Пендерецкий с особой остротой и болью относился к теме холокоста. Он родился и вплоть до юношеской поры проживал в небольшом городке Дэмбица, неподалеку от Освенцима. Окна квартиры, где обитала семья Пендерецких, выходили на ратушную площадь. Именно здесь в 1942 году произошел геноцид еврейского населения. Невзирая на запрет старших, девятилетний Кшиштоф пробрался на чердак и с ужасом наблюдал за ликвидацией еврейского гетто, а потом еще долгие годы переживал в своих снах этот кошмар. Нет ничего удивительного в том, что после успешного композиторского взлета и успехов, произошедших в начале 1960-х, уже в 1963 году наконец нашла выход после пережитого в детстве острейшая экспрессионистская реакция.
Речь о «Бригаде смерти», которая задумывалась как радиоопера, но в итоге получилась получасовая радиопередача для чтеца и магнитной ленты. Источником текста стал подлинный документ – дневник чудом спасшегося из концлагеря подо Львовом молодого еврея Леона Величкера (Leon Wieliczker). Он принадлежал к так называемой Бригаде смерти (Sonderkommando 1005). Жуткие, дикие описания в дневнике Величкера процесса сжигания десятков тысяч трупов были опубликованы в 1946 году Центральной еврейской исторической комиссией (Centralna Žydowska Komisja Historyczna). Литератор Ежи Смотер (Jerzy Smoter) на основе этого дневника приготовил либретто. Его «каталог ужасов» – не плод воображения художника-экспрессиониста, а подлинный документ, не имеющий ничего общего с эпатажем. Хотя сперва и производит именно такое впечатление.
В произведении использован известный в истории экспрессионизма метод: переход натурализма в сферу вселенского зла. Переход этот либо мгновенный, как в «Бригаде» или оратории “Dies irae”, либо постепенный, наращивающий и демонизирующий инфернальные события, затягивающие героя или героев в фатальную, роковую «воронку» (оперы «Люденские демоны», «Черная маска»).

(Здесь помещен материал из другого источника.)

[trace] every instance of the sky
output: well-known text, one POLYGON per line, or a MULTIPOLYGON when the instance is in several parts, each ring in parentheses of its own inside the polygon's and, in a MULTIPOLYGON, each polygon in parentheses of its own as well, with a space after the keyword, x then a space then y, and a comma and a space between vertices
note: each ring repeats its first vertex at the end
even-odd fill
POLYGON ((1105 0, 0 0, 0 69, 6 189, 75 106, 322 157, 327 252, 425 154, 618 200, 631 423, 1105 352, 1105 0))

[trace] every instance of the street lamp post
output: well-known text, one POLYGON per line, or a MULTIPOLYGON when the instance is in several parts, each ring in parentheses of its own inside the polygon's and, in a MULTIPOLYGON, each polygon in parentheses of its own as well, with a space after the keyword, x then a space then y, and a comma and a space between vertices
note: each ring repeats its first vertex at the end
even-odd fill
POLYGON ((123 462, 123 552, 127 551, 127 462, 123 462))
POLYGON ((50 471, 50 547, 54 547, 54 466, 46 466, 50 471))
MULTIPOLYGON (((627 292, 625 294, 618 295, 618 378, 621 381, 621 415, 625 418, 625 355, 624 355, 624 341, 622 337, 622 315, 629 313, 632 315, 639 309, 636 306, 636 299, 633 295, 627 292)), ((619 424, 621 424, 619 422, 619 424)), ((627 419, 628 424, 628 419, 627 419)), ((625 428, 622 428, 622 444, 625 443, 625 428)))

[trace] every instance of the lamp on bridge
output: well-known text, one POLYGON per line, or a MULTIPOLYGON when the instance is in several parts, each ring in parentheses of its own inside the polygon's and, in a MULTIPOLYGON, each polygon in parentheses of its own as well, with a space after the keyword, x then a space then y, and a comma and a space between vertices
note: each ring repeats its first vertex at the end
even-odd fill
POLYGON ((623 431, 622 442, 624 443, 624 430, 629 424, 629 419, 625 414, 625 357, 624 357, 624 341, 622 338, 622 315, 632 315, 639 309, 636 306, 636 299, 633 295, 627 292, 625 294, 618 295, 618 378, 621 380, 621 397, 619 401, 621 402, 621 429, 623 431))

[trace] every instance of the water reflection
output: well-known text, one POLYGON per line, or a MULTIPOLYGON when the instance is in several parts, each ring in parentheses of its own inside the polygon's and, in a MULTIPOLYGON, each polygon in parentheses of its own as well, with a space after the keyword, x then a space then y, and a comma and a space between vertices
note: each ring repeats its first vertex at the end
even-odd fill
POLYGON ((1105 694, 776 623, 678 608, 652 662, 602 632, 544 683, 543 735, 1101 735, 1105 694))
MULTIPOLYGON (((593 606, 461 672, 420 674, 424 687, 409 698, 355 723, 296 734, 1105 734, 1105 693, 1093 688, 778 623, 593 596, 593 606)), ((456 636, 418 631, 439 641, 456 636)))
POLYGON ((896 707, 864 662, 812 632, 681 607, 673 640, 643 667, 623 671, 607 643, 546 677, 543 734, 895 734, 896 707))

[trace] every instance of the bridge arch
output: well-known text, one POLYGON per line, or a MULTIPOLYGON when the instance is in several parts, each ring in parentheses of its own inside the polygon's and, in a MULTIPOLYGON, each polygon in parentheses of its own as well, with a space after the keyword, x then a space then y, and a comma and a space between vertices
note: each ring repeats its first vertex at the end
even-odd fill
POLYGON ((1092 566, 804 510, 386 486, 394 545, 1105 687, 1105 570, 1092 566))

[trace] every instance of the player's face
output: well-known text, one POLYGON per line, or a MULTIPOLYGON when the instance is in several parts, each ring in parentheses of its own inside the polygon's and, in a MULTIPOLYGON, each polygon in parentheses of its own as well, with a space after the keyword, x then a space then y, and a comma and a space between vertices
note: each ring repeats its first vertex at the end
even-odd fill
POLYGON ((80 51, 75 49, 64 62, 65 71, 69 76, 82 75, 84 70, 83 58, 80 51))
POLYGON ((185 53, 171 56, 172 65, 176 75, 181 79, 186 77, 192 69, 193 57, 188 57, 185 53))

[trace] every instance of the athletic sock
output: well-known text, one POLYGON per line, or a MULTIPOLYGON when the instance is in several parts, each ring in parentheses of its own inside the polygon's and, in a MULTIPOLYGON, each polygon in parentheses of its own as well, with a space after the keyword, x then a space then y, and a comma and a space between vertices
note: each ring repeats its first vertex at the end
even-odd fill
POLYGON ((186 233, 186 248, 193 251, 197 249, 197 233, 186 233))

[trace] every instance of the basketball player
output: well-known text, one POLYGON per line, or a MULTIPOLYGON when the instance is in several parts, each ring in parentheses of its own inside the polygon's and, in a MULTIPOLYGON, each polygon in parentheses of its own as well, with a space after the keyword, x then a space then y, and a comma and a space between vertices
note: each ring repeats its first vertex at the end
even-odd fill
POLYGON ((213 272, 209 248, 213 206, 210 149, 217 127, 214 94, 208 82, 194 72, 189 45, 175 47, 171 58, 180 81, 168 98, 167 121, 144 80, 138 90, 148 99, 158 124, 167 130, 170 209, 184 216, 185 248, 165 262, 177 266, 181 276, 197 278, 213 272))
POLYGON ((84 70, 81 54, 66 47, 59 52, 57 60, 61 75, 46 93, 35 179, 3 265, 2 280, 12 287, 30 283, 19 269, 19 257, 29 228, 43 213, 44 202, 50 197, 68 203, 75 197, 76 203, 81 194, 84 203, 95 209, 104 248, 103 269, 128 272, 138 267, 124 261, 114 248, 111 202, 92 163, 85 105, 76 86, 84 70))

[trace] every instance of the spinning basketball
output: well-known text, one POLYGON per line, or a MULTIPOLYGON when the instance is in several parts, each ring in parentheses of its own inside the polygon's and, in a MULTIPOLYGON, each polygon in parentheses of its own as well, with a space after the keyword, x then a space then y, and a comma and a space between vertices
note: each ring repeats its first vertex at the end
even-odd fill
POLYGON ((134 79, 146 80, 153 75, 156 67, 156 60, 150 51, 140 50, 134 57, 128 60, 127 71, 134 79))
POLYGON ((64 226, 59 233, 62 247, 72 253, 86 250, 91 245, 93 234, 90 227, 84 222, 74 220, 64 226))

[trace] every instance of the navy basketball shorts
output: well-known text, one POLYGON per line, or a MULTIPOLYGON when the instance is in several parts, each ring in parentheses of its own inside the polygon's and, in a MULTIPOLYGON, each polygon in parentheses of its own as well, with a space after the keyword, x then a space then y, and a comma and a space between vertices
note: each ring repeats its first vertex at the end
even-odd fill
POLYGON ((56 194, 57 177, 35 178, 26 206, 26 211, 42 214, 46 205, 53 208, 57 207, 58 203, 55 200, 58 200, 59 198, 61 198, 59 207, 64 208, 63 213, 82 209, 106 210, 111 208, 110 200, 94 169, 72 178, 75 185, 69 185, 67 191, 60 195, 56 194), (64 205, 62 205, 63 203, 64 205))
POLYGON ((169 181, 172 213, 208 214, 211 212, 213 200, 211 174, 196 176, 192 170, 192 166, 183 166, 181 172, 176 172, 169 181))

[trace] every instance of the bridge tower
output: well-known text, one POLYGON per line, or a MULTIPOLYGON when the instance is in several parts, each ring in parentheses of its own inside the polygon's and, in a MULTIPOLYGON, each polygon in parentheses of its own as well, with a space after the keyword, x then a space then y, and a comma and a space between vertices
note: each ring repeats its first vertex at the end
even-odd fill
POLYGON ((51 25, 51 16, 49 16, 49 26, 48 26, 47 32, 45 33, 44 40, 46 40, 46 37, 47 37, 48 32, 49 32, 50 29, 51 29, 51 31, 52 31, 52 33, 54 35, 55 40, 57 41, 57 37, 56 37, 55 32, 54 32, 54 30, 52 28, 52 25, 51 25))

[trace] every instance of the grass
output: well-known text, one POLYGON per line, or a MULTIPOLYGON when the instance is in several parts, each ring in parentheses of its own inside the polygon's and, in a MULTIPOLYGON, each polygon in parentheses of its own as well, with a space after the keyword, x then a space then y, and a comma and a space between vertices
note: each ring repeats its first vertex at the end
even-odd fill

В дневнике Величкера передана страшная деградация человека, поглощаемого кошмаром действительности. Последние строки, выбранные для финала произведения: «…выхватывает ребенка из рук матери. Берет его за ножки и разбивает о дерево. Кровавые останки бросает в огонь». Трагизм существования и самое ужасное – бессилие человека перед бессмысленной жестокостью себе подобных – об этом хотел «кричать» автор радиооперы. Отметим также сходную трактовку образов человеческого насилия – и бессилия перед ними в разных сферах польского искусства и литературы послевоенного времени (живопись А. Врублевского, поэзия и драматургия Т. Ружевича, проза Т. Боровского, театр Е. Гротовского и др.).
Премьера «Бригады смерти» состоялась в январе 1964 года в Варшаве на концерте Польского музыкального издательства (чтец – выдающийся актер Тадеуш Ломницкий (Tadeusz Lomnicki), музыкальное оформление – электронное, созданное в Экспериментальной студии Польского радио. Звуки, сопровождающие чтеца, транслировались из динамиков; два рефлектора проецировали два цвета – мертвенно-голубой и кричаще-красный. «Зрители не знали, как реагировать на ужасы бесстрастного документального текста и агрессивность звуковой электроники, вторгающейся в текст с ничем не ограниченной формой протеста»3. Аплодисментов не было. После гробового молчания люди поднялись и покинули зал.
Обложка книги Леона Величкера «Бригада смерти»
Сразу же после исполнения произведения в прессе завязалась широкая и остронегативная по отношению к автору дискуссия, в которой участвовали самые видные представители искусства и литературы. В ответ на беспощадную критику композитор был вынужден снять это сочинение из своего каталога, однако совершенно был с такой оценкой не согласен. Много позже, в 2012 году, когда я завершала свою монографию о Пендерецком, состоялось мое интервью с ним 28 мая («На пороге 80-летия»)4. Вот цитата оттуда: «Дневник Величкера <…> (который) читать страшно и дико, был переиздан в 2012 году, в 70-ю годовщину трагедии, и в этот же день была исполнена моя опера. <…> Еще одним аргументом в пользу того, что опера имеет право на жизнь, стал факт ее исполнения на <…> “Варшавской осени” 2011 года, где она в конкурсе произведений заняла первое место. Так что, видимо, я был прав»5. В другом интервью, данном М. Томашевскому в начале XXI века, композитор также отстаивает свой экспрессионизм, не соглашаясь с предлагаемой умеренностью выразительных средств: «Несомненно, это произведение воздействует подобно удару по голове, но этого было не избежать»6.